We'd walked right past the restaurant, apparently. And I proceeded to walk past it again, in the grips of mounting anxiety that we were somehow in the wrong part of Montreal altogether. I'd written down the wrong address or we had exited the subway tunnel miles from our destination. That constant fine snow was falling and adding imperceptibly to the blue mash of slush on the sidewalks. They don't shovel their sidewalks in Montreal, and I loved this about the city. In Missoula, you get treated like a puppy-killer for not shoveling in front of your place after even the most insubstantial snowfall. At 5 AM you can hear the dutiful scraping of shovels down the block. God forbid you can't make it out until 10. And the result of this game of "I'm a better neighbor than you"? The fluffy snow gets honed down by the shovel blade to a few millimeters of hard packed ice. A louge for neighbors to break their asses upon.
In Montreal, they just let it pile up. Fuck it, it's never going to stop snowing. What's the point? It's snow. People can handle it. It builds up, hundreds of feet trudge over it and mash it to a grey-blue paste. Sure, it's lots of work and you need boots, but at least you have traction.
It was Bee, of course, who spotted the place on our third pass. Martin Picard's fat-soaked shrine of excess, glowing like a hearth in the miserable night.
I'm not sure where else you can get a whole pig's head roasted in duck fat with a lobster exploding out of its mouth. Though all the plates served up at PDC tend to be over-the-top, not all are as extreme as the "pig's head for two." A dish so outside the sphere of common sense and, dare I say, decency, begs the question: "is this really necessary?" I think Bee, who was not as excited as I to spend an evening at PDC, was a bit more concerned with this question at the outset. Our experience there was so comforting and joyful that the place made believers out of us both by the end of the evening.
Of course it's not necessary, like so much in human life that comforts us in our weakness or helps us transcend the bare facticity of a "short life of trouble." While a bowl of gruel satisfies hunger, a grilled cheese filled with black truffles and goat cheese then soaked in maple syrup and butter transforms your mouth into a vaulted expanse strewn with auroras of sweet creaminess and damp wafts of earth.

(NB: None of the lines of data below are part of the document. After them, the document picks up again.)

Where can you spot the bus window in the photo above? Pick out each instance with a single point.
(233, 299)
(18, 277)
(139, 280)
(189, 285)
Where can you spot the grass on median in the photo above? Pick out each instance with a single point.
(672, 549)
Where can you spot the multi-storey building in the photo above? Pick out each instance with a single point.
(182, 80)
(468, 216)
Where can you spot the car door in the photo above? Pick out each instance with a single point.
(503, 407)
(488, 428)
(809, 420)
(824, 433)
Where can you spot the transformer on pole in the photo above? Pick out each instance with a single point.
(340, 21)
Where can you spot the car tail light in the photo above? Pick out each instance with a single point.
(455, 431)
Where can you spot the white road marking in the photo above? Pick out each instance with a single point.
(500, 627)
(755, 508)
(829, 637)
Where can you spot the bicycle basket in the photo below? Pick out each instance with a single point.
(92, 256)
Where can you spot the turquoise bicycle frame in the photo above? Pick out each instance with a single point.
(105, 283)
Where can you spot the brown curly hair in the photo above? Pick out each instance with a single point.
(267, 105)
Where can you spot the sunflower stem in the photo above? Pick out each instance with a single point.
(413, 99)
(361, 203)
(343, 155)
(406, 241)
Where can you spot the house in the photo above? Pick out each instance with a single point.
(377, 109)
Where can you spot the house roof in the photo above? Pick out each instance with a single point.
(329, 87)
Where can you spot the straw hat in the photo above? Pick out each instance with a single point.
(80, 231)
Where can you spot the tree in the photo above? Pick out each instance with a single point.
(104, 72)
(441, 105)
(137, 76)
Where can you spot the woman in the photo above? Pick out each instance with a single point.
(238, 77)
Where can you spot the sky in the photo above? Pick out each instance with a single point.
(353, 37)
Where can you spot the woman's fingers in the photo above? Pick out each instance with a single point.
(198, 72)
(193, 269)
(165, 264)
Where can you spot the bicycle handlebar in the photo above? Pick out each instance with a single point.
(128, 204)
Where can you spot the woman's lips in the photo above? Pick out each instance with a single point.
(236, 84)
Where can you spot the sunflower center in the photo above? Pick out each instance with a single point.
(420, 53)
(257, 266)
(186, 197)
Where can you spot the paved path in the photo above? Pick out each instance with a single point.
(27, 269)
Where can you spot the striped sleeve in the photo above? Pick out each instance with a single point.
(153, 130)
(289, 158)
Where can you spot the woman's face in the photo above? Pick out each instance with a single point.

I definitely can't afford to sup like that often (even though PDC prices are quite reasonable), but every now and then it stretches one's sense of the possibilities in the kitchen and can make one a more thoughtful and inventive cook. While a quiet room with a cushion and blank walls may do the trick when one is in need of a place for focus and devotion, an hour in Notre-Dame puts the strivings of the human heart in a whole new perspective.
In its slant toward the heavy and extreme, the food at PDC is no anomaly on the Montreal food scene. The preposterous winter weather is a backdrop against which it is easy to see how a cuisine of such baroque proportions might have developed. It's not just a French or English response to the harsh conditions of the frontier. Adam Leith Gollner's fantastic essay on the history of gluttony in Quebec (Lucky Peach #11) traces the tendency to overstuff back to the indigenous people of the region and their feasts celebrating the available bounty.
In addition to our grilled cheese sandwich, we ate slices of nutty housemade prosciutto (as good as any Italian product I have tried).
There was also a creamy pot of fresh gnocchi with sausage and, of course, the famous PDC poutine topped with lobes of silky foie gras.
We had a couple glasses of the crisp house beer and topped everything off with coffee and small glasses of Amaro Montenegro. The service was impeccable and kind. One of the staff dribbled wine on a customer and immediately grabbed a bottle of whiskey and poured shots which the two drank together, a particularly tactful apology if I've ever seen one. The place was warm, gently lit. The staff was drinking the whole time. Not hiding it. The kitchen was raucous, but no one was sloppy. Good cheer prevailed. Even the drunk American at the bar who was quite sloppy was embraced with tolerance and warmth. It was one of the best times I have ever had in a restaurant, more of an event than a meal. We were full, but not sick. We left feeling comfortable, bolstered against the cold and the long night.